To determine the scale of interaction between precipitation and elevation, the DEM-reported value at each 1-km cell was replaced by the elevation average over gradually enlarged square windows ranging from 3 × 3 km2 to 21 × 21 km2, with an increment of 2 km in each direction. Ten different averaging windows were applied to obtain 10 sets of averaged elevation values derived at the 77 rain gauges. Rank correlation coefficients were then calculated between the 10 sets of collocated precipitation and average elevation values corresponding to each window size. As indicated by the scatterplot of Fig. 1c, correlation increases gradually as the size of the averaging window increases, and a maximum of 0.36 is reached for a 13 × 13-km2 window; for larger window sizes, correlation drops gradually. Window averaging is similar to low-pass filtering with a boxcar window, which smooths elevation spatial variability below a given window size. For the particular region shown in Fig. 1a, elevation exhibits the maximum relevance to precipitation, that is, can better inform its mapping, when small-scale (<13 km) elevation features are suppressed. Henceforth, the term elevation is used for this 13 × 13 km2 window averaged elevation, whose map is shown in Fig. 1d.

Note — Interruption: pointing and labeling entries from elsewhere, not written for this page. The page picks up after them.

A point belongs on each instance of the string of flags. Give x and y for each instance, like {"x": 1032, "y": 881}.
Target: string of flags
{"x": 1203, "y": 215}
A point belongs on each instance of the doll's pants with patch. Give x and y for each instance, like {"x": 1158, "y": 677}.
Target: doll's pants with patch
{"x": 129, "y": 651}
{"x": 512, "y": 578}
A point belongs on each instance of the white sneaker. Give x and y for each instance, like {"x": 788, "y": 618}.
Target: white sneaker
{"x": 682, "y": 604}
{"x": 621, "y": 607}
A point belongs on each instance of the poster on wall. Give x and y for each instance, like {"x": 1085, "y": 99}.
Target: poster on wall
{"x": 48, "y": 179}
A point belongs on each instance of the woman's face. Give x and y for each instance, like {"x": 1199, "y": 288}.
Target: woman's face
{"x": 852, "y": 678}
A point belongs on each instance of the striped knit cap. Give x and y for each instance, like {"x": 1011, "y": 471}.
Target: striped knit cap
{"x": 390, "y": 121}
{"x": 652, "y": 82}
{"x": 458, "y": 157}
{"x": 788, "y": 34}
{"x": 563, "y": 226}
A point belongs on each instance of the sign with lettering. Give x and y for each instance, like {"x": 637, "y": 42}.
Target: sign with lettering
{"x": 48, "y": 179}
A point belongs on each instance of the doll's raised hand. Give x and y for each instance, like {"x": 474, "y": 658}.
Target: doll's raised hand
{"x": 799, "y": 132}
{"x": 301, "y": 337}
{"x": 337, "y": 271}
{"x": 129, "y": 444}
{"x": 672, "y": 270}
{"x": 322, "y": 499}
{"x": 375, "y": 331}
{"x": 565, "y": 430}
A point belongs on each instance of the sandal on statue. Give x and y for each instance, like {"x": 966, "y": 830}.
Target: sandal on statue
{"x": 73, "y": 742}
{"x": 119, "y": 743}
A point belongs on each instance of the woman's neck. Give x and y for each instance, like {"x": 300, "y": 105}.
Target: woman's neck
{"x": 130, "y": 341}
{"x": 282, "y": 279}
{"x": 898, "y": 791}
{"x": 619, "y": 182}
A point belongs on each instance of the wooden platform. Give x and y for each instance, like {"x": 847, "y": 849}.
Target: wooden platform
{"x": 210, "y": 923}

Atmospheric variables as precipitation predictors
Lower-atmosphere state variables at the study region for the winter of 1981/82 include specific humidity, integrated from 850- to 1000-hPa levels, and the horizontal wind components at the 700-hPa level. More specific, the time averages of specific humidity and horizontal wind components over the period of interest were retained. Lower-atmosphere state variables are available at a coarse resolution of 2.5° × 2.5° from the National Centers for Environmental Prediction–National Center for Atmospheric Research (NCEP–NCAR) reanalysis dataset (Kalnay et al. 1996). The reanalysis products provide snapshots of the global atmospheric and surface fields at a uniform resolution every 6 h. NCEP–NCAR reanalysis variables are generated via data assimilation, whereby observational data around the globe are used to drive a global atmospheric model. Details of the data quality control and assimilation procedure are presented in Kalnay et al. (1996). Together with the reanalysis from the European Centre for Medium-range Weather Forecasts, NCEP–NCAR reanalysis variables are regarded as the most reliable (and widely available) representation of the instantaneous state of the global atmosphere.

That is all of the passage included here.